The user-friendly WordPress web publishing platform serves Itandehui’s digital archive, whose name translates into the “Delight of the Transgression.” The investigation page includes a long, scrolling alphabetical list of chosen autores, or the author-artists of the political graphics. By choosing an artist or collective’s name, the user arrives at a selection of decently-sized thumbnail examples of their work. A cursor hovering over a thumbnail will bring up place names and dates. Clicking on a thumb leads to an enlargement with options for more “Info” and “Comments,” but these are often forthcoming. A small, elementary search window can be found in the upper right corner of the page, and while it functions, searches will be more effective when images have been given more annotations. For instance, a search of the word “mujer” (woman) turns up nothing, and yet, of course, many images of women—and some works of art made by women—can be found in this archive. Nevertheless, this vast archive holds immense value for documenting what is typically an ephemeral and often under-valued body of aesthetic work and popular expression.
Significant investigative research by the artist-photographer herself accompanies the digital archive. Both her WordPress site, and mirror sites hosted by ISSUU, a digital publishing platform that works well for magazines, catalogs, newspapers, and books, offer free downloads of Ita’s thesis, “El deleite de la transgresión: Graffiti y gráfica política callejera en la ciudad de Oaxaca,” (2011),and her 2014 publication, “El sur nunca muere: desplazamientos del graffiti en la ciudad de Oaxaca.” In the Licentiate’s thesis, Ita explores the genesis of this type of art in Mexico, its “new aesthetic language,” and the history of graffiti and stencil in Oaxaca, highlighting a few of the collectives. In the 2014 publication, she explores more deeply the aesthetics, politics, and subjectivity, looks at the effects of commerce and tourism on the urban art movement, and revisits the importance of the production of symbolic capital and archiving it.
Those who wish to follow the archivist and photographer will find that “Itandehui Xiaj Nikté” has a presence on Facebook and other social media venues, such as SubVersiones, where she publishes as “OaxIta.” A four-minute interview with her, where she speaks in Spanish, can be found on dailymotion. There, she explains her purpose and her estimation of the need to record art for memory and history. She also speaks of her desire to document indigenous cultures.
Itandehui has Zapotec heritage; her family comes from the Sierra Norte de Oaxaca.
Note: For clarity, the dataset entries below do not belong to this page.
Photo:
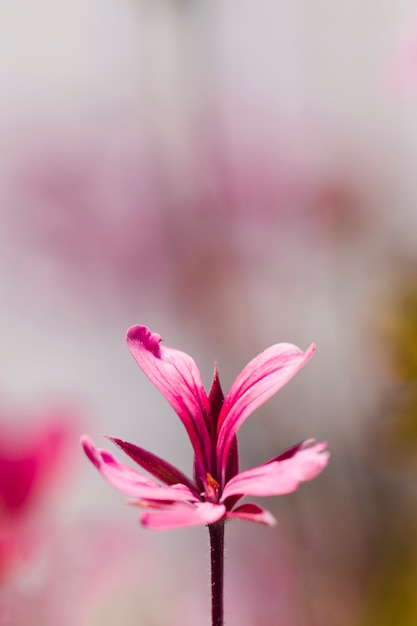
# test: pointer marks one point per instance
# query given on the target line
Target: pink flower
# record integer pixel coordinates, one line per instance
(33, 459)
(211, 422)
Her name is an indigenous-language term for a beautiful flower. Ita currently works in the museum at the ex-monastery in Yanhuitlan, and is exploring and documenting art and Native cultures across the Mixteca Alta. Her archive will long serve as rich fodder for teaching and research into art and social justice in recent Mexican history.
Stephanie Wood
(Stephanie Wood edits the Digital Resources section of the Oxford Research Encyclopedia for Latin American History. She took the photo that appears on this post, shot in the Espacio Zapata studio of ASARO in 2009. The bumper sticker says, in effect: “Announcing: Revolution. Coming Soon!” Stephanie also shot the banner image for this website in the same location and year.)